Page MenuHomePhabricator

data dump has CRC error
Closed, DeclinedPublic

Description

Author: zhangxiaoquan

Description:
In an attempt to study the incentives to contribute to wikipedia, Feng Zhu from
Harvard Business School and I (MIT Sloan School of Management) wanted to examine
the modification history of the wikipedia entries. We downloaded the following
data dump file:
http://download.wikipedia.com/enwiki/20060518/enwiki-20060518-pages-meta-history.xml.bz2
and found that it contains CRC errors in it. We then followed the link to
download a few previous versions of the file, but they all had problems.
Here is the error message returned by bzip2recover:

  • error message ----

bzip2 -t enwiki-20060518-pages-meta-history.xml.bz2
bzip2: enwiki-20060518-pages-meta-history.xml.bz2: data integrity (CRC) error in
data

You can use the `bzip2recover' program to attempt to recover
data from undamaged sections of corrupted files.

  • end of error message ----

Version: unspecified
Severity: major
URL: http://download.wikipedia.com/enwiki/20060518/

Details

Reference
bz6172

Event Timeline

bzimport raised the priority of this task from to High.Nov 21 2014, 9:20 PM
bzimport set Reference to bz6172.
bzimport added a subscriber: Unknown Object (MLST).

Please provide the following information:

  1. md5 checksum of the file (md5sum 2006*.bz2)
  2. your version of bzip2 (bzip2 --version)
  3. your operating system and version
  4. your cpu architecture

zhangxiaoquan wrote:

  1. md5 checksum of the file (md5sum 2006*.bz2)

d521c59d94852920648565a80f5e1b90
it is different from the one on the website, but I had no problem while
downloading this file, and I tried it several times.

  1. your version of bzip2 (bzip2 --version)
1.0.3  15-Feb-2005
  1. your operating system and version
RedHat Enterprise Server 3
  1. your cpu architecture
Intel Pentium III (Coppermine) 1GHz

Looks like your download is corrupt then.

Check in particular that your download program handles
large files (this is over 33 gigabytes; if your download
is less than 4 gigabytes then you have a buggy download
tool or a buggy HTTP proxy).

Note that the 7zip version of this file is smaller and
faster to download, but still over 5 gigabytes so you need
to confirm that your download was correct.

zhangxiaoquan wrote:

Thanks for the tip. I used wget 1.10.2, the file size is correct. I never had
a problem with wget, but I admit 33GB might be too much for any download program.

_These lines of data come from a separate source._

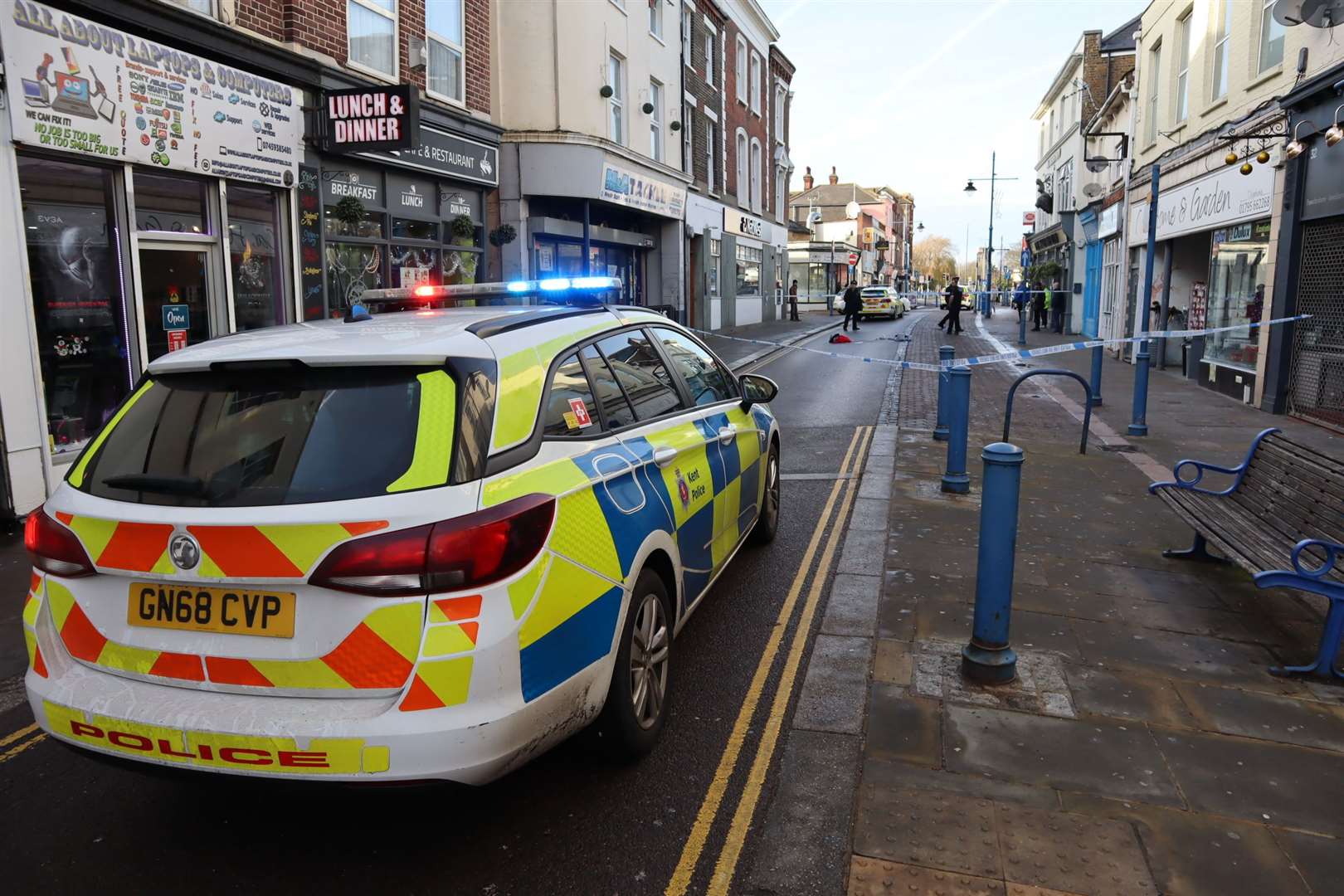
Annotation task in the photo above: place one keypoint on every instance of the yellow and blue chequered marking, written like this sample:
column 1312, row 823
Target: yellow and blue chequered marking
column 609, row 500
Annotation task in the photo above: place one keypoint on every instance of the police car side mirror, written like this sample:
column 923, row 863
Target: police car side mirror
column 757, row 390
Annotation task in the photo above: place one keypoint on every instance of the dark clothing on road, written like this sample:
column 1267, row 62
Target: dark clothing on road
column 953, row 317
column 852, row 305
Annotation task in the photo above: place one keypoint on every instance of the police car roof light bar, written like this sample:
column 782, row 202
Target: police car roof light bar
column 555, row 289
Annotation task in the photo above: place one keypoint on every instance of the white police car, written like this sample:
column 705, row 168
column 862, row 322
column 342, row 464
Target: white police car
column 425, row 544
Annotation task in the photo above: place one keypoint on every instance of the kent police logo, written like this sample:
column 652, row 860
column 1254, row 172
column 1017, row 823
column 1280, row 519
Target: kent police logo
column 184, row 553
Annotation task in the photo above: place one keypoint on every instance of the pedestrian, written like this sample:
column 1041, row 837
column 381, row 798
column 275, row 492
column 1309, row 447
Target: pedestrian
column 852, row 305
column 1020, row 297
column 953, row 317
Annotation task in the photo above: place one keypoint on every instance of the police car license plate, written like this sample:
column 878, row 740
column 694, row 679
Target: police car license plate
column 269, row 614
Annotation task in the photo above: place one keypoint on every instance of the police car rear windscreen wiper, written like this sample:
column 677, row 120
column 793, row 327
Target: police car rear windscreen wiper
column 188, row 485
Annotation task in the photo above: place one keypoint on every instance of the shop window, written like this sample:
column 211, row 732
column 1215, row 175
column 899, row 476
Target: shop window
column 371, row 32
column 749, row 270
column 169, row 203
column 1272, row 38
column 351, row 269
column 1235, row 293
column 370, row 226
column 444, row 32
column 77, row 297
column 256, row 257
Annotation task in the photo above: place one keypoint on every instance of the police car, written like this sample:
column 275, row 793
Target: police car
column 413, row 546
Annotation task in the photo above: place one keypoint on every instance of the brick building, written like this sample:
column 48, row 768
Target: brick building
column 735, row 80
column 203, row 134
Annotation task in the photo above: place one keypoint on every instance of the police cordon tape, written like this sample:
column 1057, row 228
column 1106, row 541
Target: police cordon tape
column 1010, row 356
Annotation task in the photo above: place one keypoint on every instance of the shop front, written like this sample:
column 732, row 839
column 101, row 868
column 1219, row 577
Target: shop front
column 1211, row 270
column 1305, row 377
column 574, row 197
column 821, row 270
column 394, row 214
column 155, row 210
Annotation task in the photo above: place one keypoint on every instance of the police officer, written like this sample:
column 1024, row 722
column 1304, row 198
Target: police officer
column 953, row 317
column 852, row 305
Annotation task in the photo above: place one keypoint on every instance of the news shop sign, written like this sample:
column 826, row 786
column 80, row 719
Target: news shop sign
column 371, row 119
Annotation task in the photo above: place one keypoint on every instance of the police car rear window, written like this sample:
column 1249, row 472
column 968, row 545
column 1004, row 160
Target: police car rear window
column 257, row 438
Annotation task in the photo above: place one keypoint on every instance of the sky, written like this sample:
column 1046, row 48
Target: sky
column 917, row 95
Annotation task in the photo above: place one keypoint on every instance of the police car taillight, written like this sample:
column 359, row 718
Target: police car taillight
column 54, row 548
column 465, row 553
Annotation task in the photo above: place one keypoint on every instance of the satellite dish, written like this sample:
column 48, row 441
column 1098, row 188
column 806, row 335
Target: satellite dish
column 1319, row 14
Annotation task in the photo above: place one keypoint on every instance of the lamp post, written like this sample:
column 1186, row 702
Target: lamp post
column 971, row 187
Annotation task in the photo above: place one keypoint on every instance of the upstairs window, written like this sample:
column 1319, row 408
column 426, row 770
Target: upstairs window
column 444, row 35
column 371, row 35
column 1272, row 38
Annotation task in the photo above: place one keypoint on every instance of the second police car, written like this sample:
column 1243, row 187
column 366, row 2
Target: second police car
column 429, row 544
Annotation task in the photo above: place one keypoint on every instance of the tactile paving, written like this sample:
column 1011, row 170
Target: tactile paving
column 877, row 878
column 1075, row 853
column 930, row 828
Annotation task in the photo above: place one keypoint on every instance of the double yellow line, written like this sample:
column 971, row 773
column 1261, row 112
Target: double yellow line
column 17, row 738
column 735, row 839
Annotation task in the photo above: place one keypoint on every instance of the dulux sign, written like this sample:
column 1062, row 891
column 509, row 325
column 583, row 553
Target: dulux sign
column 1224, row 197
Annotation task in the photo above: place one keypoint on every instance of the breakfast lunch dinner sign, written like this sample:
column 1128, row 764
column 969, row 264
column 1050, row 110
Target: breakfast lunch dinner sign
column 75, row 85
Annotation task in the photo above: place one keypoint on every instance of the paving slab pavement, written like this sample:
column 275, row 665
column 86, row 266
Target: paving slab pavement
column 1144, row 715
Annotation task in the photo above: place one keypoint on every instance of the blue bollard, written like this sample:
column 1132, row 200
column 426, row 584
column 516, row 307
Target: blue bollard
column 1096, row 383
column 986, row 657
column 940, row 430
column 958, row 422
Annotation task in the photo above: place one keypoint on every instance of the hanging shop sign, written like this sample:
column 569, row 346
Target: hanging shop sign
column 78, row 86
column 370, row 119
column 735, row 222
column 1215, row 201
column 444, row 153
column 636, row 191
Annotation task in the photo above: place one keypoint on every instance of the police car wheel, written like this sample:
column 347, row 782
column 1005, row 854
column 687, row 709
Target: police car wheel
column 769, row 520
column 637, row 700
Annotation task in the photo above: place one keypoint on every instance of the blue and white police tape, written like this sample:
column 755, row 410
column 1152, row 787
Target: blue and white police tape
column 1010, row 356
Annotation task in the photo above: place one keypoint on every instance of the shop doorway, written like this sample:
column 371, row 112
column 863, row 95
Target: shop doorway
column 173, row 297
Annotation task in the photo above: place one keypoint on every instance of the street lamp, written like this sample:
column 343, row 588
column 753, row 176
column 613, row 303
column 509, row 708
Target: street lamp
column 971, row 187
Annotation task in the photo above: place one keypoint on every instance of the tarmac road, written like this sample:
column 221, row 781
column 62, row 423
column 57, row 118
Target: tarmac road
column 567, row 822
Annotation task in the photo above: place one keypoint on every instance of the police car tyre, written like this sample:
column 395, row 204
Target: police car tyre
column 639, row 698
column 767, row 523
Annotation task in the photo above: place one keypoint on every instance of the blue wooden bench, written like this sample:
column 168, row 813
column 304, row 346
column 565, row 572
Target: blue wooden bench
column 1283, row 508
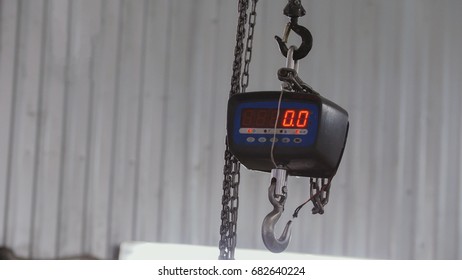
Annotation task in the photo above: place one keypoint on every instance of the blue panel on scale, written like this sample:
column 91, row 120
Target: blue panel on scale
column 287, row 137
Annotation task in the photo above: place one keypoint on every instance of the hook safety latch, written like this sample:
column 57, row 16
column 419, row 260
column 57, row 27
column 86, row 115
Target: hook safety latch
column 277, row 194
column 305, row 46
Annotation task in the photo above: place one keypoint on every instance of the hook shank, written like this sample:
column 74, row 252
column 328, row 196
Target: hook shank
column 275, row 245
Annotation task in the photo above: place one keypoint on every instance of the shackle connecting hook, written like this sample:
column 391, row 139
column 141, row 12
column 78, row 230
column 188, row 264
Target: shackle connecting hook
column 277, row 194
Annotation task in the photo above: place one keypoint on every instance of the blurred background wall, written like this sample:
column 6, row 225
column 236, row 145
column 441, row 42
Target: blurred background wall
column 112, row 119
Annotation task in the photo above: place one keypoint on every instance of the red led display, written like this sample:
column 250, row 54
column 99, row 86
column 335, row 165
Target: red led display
column 265, row 118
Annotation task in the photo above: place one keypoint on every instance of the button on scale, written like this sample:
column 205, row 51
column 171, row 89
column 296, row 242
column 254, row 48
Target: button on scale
column 262, row 139
column 250, row 139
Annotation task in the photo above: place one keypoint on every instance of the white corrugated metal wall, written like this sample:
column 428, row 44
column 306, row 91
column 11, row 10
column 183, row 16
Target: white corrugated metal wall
column 112, row 117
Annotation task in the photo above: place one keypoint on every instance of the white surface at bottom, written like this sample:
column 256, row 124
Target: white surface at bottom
column 166, row 251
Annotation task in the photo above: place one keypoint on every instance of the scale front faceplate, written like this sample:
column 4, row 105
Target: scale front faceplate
column 310, row 132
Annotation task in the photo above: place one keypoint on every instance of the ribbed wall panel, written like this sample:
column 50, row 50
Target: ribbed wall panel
column 112, row 122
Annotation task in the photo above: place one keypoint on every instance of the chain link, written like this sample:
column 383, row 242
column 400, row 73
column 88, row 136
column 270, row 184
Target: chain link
column 249, row 46
column 231, row 169
column 239, row 48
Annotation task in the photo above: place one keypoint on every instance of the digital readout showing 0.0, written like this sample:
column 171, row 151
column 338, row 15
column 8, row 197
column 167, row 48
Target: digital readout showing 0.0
column 265, row 118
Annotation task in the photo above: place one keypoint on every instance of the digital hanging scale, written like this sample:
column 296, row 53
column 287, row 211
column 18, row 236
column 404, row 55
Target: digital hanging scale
column 309, row 134
column 291, row 132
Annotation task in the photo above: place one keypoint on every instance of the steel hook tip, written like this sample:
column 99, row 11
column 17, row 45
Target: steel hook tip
column 275, row 245
column 305, row 46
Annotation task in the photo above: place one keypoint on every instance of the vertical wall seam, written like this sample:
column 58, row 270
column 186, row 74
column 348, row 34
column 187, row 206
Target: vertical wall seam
column 165, row 94
column 110, row 250
column 89, row 147
column 140, row 119
column 64, row 125
column 11, row 137
column 39, row 122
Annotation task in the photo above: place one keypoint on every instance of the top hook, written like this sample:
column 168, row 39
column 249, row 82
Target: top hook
column 294, row 9
column 306, row 45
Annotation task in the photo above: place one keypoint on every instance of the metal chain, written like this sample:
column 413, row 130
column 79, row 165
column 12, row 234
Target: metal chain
column 230, row 203
column 239, row 48
column 231, row 169
column 249, row 46
column 319, row 194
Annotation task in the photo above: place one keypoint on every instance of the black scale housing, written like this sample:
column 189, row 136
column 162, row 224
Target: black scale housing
column 319, row 160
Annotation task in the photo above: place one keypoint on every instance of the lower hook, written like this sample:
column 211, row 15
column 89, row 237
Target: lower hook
column 275, row 245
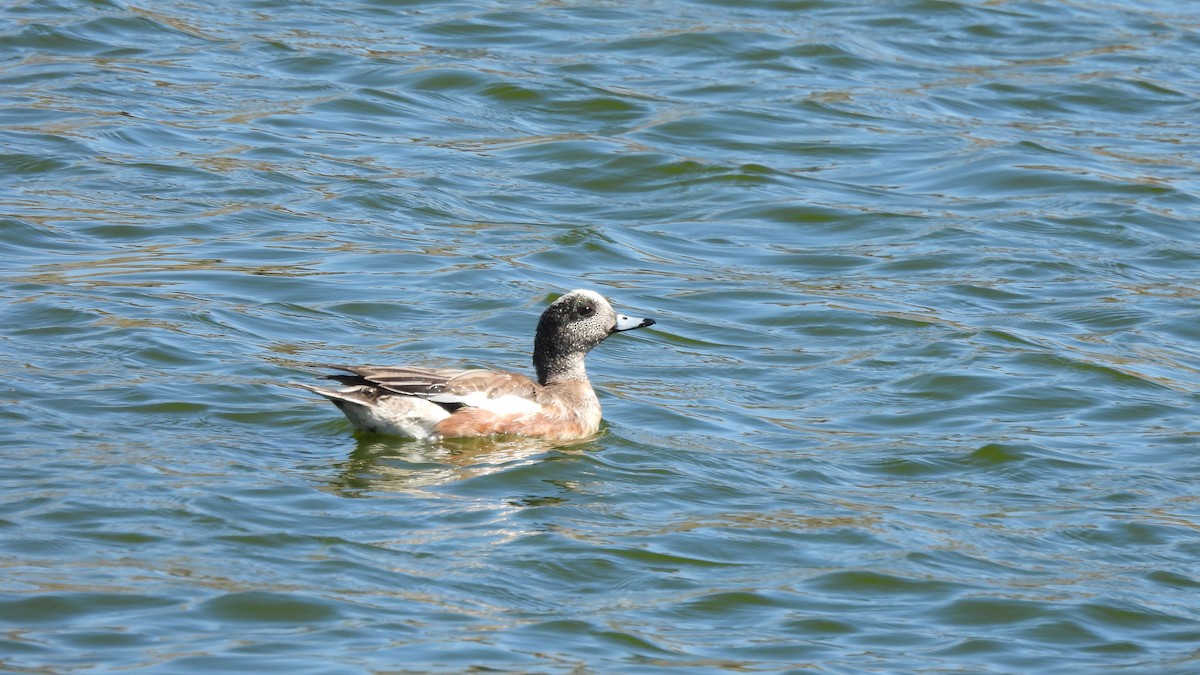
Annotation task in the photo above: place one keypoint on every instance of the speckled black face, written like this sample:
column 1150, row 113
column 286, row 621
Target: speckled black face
column 568, row 329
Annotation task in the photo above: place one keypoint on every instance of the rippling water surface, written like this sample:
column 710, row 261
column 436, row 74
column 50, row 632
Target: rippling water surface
column 922, row 395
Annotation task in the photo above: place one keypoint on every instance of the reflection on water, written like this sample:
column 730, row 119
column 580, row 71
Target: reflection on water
column 381, row 464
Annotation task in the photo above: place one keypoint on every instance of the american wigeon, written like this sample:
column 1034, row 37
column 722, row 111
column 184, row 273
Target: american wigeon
column 438, row 402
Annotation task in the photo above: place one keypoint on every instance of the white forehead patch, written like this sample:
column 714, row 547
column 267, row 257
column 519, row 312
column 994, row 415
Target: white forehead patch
column 589, row 294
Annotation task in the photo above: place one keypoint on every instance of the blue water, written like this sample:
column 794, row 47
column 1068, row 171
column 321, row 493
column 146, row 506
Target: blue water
column 921, row 396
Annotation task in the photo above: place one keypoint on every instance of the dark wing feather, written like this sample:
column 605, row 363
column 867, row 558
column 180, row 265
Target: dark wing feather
column 450, row 388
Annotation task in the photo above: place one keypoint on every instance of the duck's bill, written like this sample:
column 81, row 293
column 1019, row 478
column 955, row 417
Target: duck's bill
column 629, row 323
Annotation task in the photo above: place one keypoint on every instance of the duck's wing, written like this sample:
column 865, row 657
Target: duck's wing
column 495, row 390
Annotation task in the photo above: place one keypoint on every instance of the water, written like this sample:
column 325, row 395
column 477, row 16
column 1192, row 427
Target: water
column 921, row 398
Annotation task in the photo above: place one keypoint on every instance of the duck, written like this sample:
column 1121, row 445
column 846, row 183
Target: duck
column 433, row 404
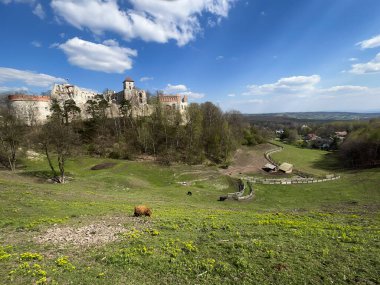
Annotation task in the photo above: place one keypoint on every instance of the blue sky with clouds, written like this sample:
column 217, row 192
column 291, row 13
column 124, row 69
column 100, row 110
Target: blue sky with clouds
column 254, row 56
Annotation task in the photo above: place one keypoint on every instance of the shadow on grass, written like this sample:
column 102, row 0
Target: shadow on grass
column 42, row 174
column 333, row 163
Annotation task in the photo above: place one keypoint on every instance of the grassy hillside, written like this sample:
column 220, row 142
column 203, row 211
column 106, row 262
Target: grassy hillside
column 289, row 234
column 306, row 160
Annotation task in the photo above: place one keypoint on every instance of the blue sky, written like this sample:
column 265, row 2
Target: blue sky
column 253, row 56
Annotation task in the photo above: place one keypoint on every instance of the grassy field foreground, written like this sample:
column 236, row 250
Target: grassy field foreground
column 325, row 233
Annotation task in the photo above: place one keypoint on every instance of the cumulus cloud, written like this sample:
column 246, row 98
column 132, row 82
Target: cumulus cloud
column 146, row 78
column 372, row 66
column 36, row 44
column 194, row 95
column 175, row 88
column 6, row 89
column 17, row 1
column 158, row 21
column 294, row 84
column 108, row 57
column 39, row 11
column 182, row 90
column 28, row 77
column 302, row 94
column 370, row 43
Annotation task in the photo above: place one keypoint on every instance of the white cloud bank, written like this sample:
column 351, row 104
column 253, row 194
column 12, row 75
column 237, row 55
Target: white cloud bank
column 29, row 78
column 370, row 43
column 372, row 66
column 302, row 94
column 146, row 78
column 108, row 57
column 157, row 21
column 294, row 84
column 182, row 90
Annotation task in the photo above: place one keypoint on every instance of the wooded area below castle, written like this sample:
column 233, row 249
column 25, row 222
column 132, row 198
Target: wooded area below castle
column 203, row 134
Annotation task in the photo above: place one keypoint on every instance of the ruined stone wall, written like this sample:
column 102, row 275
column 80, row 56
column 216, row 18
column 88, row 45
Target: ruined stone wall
column 31, row 109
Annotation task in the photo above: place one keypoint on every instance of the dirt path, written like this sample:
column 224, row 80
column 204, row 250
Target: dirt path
column 248, row 160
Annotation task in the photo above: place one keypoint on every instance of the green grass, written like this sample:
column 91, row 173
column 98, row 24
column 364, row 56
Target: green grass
column 303, row 159
column 289, row 234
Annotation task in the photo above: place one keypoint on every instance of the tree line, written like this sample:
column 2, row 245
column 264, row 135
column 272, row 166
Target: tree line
column 203, row 133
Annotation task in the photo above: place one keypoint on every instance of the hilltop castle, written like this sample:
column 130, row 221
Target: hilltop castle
column 36, row 109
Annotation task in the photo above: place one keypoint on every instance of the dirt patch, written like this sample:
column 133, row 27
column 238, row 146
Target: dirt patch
column 101, row 232
column 104, row 165
column 248, row 160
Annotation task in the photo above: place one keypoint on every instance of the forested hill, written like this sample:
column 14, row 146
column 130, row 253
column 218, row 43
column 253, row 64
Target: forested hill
column 319, row 116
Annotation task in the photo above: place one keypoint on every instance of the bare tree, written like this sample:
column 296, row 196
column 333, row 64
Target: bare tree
column 11, row 133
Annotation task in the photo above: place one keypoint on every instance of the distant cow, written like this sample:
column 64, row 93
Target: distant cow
column 142, row 211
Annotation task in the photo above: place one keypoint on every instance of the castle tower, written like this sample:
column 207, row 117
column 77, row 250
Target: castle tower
column 129, row 84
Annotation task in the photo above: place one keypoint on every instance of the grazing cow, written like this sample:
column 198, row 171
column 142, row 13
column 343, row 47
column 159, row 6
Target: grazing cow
column 142, row 211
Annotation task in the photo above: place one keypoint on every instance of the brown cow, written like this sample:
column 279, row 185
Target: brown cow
column 142, row 210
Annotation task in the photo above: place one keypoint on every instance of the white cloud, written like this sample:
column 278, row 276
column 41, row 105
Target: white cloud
column 146, row 78
column 39, row 11
column 36, row 44
column 28, row 77
column 344, row 89
column 6, row 89
column 175, row 88
column 372, row 66
column 108, row 57
column 302, row 94
column 158, row 21
column 182, row 90
column 194, row 95
column 370, row 43
column 294, row 84
column 18, row 1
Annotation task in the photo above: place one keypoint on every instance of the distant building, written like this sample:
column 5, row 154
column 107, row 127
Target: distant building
column 63, row 92
column 36, row 109
column 32, row 109
column 136, row 97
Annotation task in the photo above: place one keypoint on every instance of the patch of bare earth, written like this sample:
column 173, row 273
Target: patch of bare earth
column 249, row 160
column 100, row 232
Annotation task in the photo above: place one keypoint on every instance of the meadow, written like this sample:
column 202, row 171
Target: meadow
column 326, row 233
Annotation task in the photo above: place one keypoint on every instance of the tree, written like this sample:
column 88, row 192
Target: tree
column 57, row 138
column 12, row 130
column 362, row 147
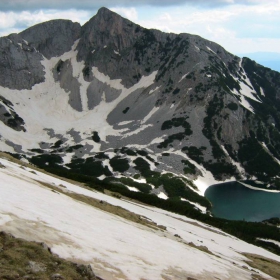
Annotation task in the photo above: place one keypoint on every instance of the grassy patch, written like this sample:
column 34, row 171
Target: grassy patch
column 22, row 259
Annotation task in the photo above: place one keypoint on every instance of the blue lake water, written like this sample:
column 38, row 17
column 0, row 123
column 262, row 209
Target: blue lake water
column 234, row 201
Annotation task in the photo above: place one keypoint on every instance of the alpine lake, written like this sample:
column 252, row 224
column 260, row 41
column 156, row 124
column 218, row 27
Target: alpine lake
column 234, row 201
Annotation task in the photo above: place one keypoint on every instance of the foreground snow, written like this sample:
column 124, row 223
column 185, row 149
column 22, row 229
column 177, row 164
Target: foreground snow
column 115, row 247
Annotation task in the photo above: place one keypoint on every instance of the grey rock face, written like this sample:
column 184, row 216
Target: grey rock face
column 20, row 66
column 52, row 38
column 195, row 107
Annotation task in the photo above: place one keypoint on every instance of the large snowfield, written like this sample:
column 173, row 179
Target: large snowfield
column 116, row 248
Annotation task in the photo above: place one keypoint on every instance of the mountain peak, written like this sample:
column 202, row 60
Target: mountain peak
column 104, row 11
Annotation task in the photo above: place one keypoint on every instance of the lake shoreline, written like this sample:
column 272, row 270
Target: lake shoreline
column 257, row 189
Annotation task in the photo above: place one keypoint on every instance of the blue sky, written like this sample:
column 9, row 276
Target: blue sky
column 240, row 26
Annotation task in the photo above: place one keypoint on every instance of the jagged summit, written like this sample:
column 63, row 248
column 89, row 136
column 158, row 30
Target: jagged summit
column 52, row 38
column 84, row 94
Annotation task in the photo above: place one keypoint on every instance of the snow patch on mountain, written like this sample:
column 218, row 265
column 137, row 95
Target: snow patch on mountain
column 111, row 244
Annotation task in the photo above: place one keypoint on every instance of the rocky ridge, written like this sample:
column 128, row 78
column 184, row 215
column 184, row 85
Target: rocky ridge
column 113, row 98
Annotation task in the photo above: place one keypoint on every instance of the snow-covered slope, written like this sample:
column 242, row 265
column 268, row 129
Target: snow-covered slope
column 112, row 93
column 35, row 206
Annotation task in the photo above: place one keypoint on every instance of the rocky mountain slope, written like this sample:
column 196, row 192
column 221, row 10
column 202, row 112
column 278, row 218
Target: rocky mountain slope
column 111, row 98
column 110, row 238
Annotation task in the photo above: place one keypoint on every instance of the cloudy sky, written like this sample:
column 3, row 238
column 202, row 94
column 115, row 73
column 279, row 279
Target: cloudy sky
column 241, row 26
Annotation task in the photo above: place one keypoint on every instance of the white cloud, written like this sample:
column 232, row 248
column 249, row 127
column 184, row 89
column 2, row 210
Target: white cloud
column 129, row 13
column 14, row 22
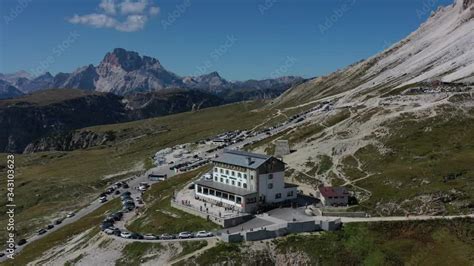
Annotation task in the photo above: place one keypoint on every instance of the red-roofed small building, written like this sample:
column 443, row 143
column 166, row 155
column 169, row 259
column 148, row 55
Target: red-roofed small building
column 333, row 196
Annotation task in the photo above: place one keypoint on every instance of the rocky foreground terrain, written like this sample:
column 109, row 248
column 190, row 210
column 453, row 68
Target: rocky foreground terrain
column 396, row 127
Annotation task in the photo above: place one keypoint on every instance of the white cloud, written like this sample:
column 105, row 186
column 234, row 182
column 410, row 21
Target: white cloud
column 95, row 20
column 154, row 10
column 133, row 7
column 133, row 15
column 108, row 6
column 133, row 23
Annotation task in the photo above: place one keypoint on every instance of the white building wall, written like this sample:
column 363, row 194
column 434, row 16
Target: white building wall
column 220, row 199
column 277, row 187
column 242, row 179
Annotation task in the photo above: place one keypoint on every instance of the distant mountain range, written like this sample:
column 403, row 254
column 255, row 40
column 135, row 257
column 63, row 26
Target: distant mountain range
column 125, row 72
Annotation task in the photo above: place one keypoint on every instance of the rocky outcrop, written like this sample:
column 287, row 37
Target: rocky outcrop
column 8, row 91
column 125, row 72
column 70, row 140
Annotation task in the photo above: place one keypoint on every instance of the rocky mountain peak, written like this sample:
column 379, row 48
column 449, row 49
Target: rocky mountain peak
column 127, row 60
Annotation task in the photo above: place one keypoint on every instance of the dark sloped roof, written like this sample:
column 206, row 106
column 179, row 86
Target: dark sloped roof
column 333, row 191
column 224, row 187
column 242, row 158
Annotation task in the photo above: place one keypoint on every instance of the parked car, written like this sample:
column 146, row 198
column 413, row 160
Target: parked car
column 117, row 216
column 109, row 231
column 125, row 234
column 185, row 234
column 117, row 232
column 105, row 225
column 150, row 237
column 203, row 234
column 136, row 236
column 166, row 237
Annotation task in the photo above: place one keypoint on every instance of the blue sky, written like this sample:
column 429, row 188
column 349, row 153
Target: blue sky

I wonder if you can create a special version for us with the content in <text>
tags removed, for our purpose of research, we only need the modification history
(who modified what at what time, etc.) Thanks, please let us know.

The reason we want to go for bzip2 (instead of 7zip) is that I wrote a perl
parser to read directly from bzip2 files and write a new file without
information in the <text> tags. I'm not sure if it is feasible with 7zip format.

Tried reading from a pipe on stdin? (7zip also decompresses
about 10 times faster than bzip2.)

zhangxiaoquan wrote:

I'll give it a try, can you leave this open till I download and verify the
md5checksum?
Thanks a lot for the help!

Really old, so gonna go ahead and close.